Текст книги "Незаконченные воспоминания о детстве шофера междугородного автобуса"
Автор книги: Валентин Черных
сообщить о нарушении
Текущая страница: 3 (всего у книги 4 страниц)
11
Семен увеличил скорость. За годы работы шофером он хорошо изучил себя. Еще часа два он будет чувствовать себя особенно хорошо. Потом, перед рассветом, начнется усталость. Серый предрассветный цвет притупляет зрение. Можно видеть дорогу и засыпать. К этому моменту надо готовиться заранее.
Семен достал термос, выпил несколько глотков терпкого, очень крепкого чаю, приготовленного Асей. Это всегда помогало. После чая захотелось курить. Он закурил, включил радио, поискал «Маяк». Выпуск был посвящен партизанам. Выступал генерал Сабуров. Голос уже старческий, с тяжелыми придыханиями. Генерал рассказывал, как партизаны освобождали город Овруч. Семен видел генерала в партизанском отряде. Тогда он был молодым. Генерал ездил на лошади в кубанке и длинной кавалерийской шинели. Семен каждое утро бегал к землянке генерала и ждал, когда он будет садиться на лошадь.
Семену очень хотелось увидеть генерала с саблей, как у Чапаева, но генерал брал с собой только немецкий автомат с коротким стволом. Нынче весной он встретил генерала на площади Восстания. Генерал поднимался по лестнице, ведущей к высотному дому. Через каждые несколько ступенек он останавливался и отдыхал.
– Слава советским партизанам и партизанкам, которые в трудные годы борьбы с фашизмом… – Генерал заканчивал выступление.

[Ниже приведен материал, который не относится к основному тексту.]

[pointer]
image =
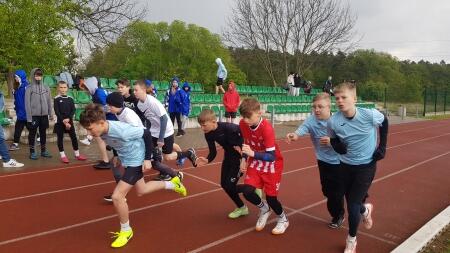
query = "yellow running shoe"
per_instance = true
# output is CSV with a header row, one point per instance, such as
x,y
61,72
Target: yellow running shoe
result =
x,y
122,238
179,187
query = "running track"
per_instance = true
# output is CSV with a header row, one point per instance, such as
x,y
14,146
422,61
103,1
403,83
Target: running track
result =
x,y
61,210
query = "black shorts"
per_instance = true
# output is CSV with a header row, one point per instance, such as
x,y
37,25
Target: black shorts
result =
x,y
132,174
219,82
230,115
168,144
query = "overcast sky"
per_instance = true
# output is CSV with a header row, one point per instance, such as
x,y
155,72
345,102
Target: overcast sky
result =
x,y
407,29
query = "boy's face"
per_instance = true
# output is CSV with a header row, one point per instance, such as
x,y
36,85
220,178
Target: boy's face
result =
x,y
98,128
140,93
62,89
321,109
253,119
114,109
346,100
124,90
208,126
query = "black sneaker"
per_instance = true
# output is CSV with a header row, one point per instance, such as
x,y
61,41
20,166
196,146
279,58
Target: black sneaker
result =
x,y
192,156
336,222
162,177
108,198
102,165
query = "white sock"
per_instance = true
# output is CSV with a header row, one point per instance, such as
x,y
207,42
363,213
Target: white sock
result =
x,y
351,238
282,217
169,185
125,226
263,207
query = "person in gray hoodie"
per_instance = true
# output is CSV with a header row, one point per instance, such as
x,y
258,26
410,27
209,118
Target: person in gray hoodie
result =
x,y
38,108
221,75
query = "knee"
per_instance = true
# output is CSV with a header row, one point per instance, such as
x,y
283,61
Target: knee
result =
x,y
117,197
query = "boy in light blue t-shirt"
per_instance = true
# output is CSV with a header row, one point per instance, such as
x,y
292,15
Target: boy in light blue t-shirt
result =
x,y
353,134
327,158
134,149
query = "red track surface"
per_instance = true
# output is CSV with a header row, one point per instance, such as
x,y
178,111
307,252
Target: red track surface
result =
x,y
63,210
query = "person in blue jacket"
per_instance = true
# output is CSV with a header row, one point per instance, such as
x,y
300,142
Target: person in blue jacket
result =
x,y
186,106
175,102
19,106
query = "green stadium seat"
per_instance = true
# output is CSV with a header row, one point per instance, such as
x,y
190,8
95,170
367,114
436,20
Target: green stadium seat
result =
x,y
83,97
195,111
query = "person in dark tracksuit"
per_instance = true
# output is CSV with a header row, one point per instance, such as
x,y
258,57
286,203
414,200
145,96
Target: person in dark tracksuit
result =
x,y
327,158
64,110
38,107
228,135
353,134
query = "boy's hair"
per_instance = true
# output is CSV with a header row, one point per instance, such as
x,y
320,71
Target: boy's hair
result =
x,y
61,83
123,82
322,96
345,86
141,83
92,113
206,115
249,106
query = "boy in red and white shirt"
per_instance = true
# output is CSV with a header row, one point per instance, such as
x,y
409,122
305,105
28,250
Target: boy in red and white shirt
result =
x,y
264,164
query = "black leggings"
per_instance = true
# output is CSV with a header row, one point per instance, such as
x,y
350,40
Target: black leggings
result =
x,y
60,129
357,180
41,123
18,128
176,115
332,187
229,178
252,197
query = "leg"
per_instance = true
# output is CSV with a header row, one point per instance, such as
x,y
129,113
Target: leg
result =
x,y
3,148
229,178
357,184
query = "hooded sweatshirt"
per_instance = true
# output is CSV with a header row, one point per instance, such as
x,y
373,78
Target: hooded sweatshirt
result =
x,y
38,101
221,70
231,98
19,96
186,99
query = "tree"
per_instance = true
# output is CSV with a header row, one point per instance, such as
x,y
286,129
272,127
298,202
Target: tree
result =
x,y
295,27
161,51
39,33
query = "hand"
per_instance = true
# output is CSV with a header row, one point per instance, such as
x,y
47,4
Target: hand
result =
x,y
201,161
247,150
291,137
238,149
325,141
379,153
147,165
115,161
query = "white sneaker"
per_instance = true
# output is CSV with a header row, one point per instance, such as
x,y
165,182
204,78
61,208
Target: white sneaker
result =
x,y
262,220
350,246
12,164
367,219
281,226
86,141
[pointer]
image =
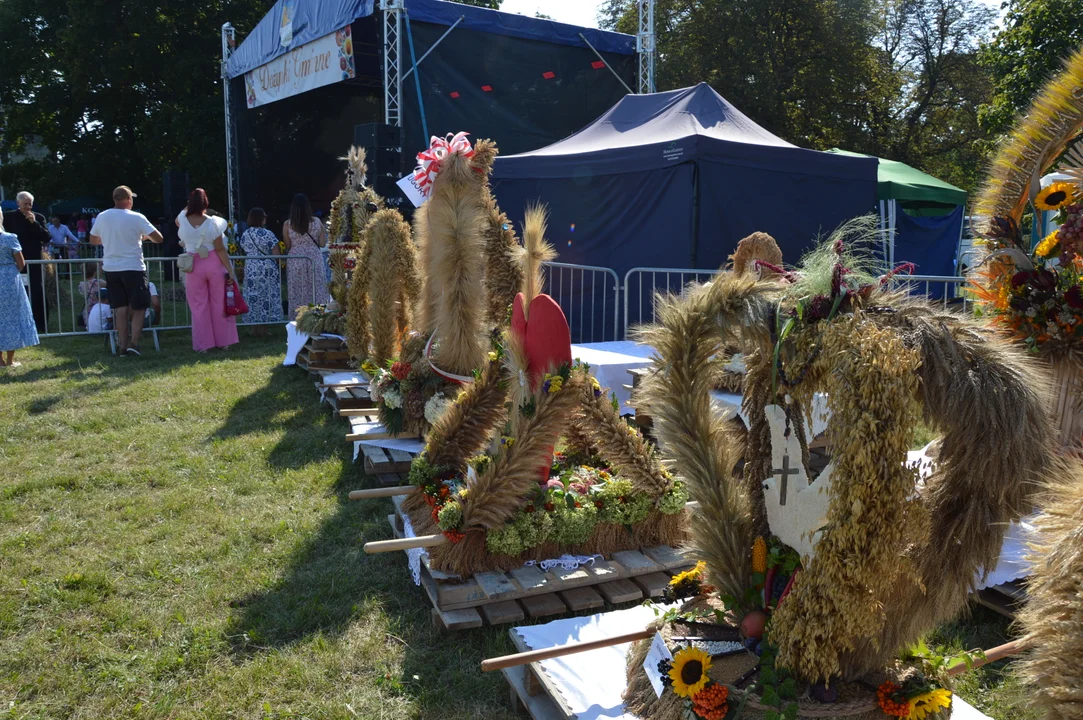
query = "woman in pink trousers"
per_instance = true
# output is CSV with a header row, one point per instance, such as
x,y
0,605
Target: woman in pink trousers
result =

…Семена с Трофимом привезли в школу и провели в большой класс, в котором сохранилась еще черная доска и портреты Гоголя и Толстого, он их сразу узнал, как только сам начал учиться в школе. В классе было человек пятьдесят, но было довольно просторно посередине, потому что все сидели и лежали возле стен. Каждый что-нибудь дал Семену. Он поел курицы, вареных яиц, домашней колбасы, и еще ему дали восемь кусков сахара, до десяти тогда он уже умел считать. Весь сахар он не стал есть и оставил три куска на потом.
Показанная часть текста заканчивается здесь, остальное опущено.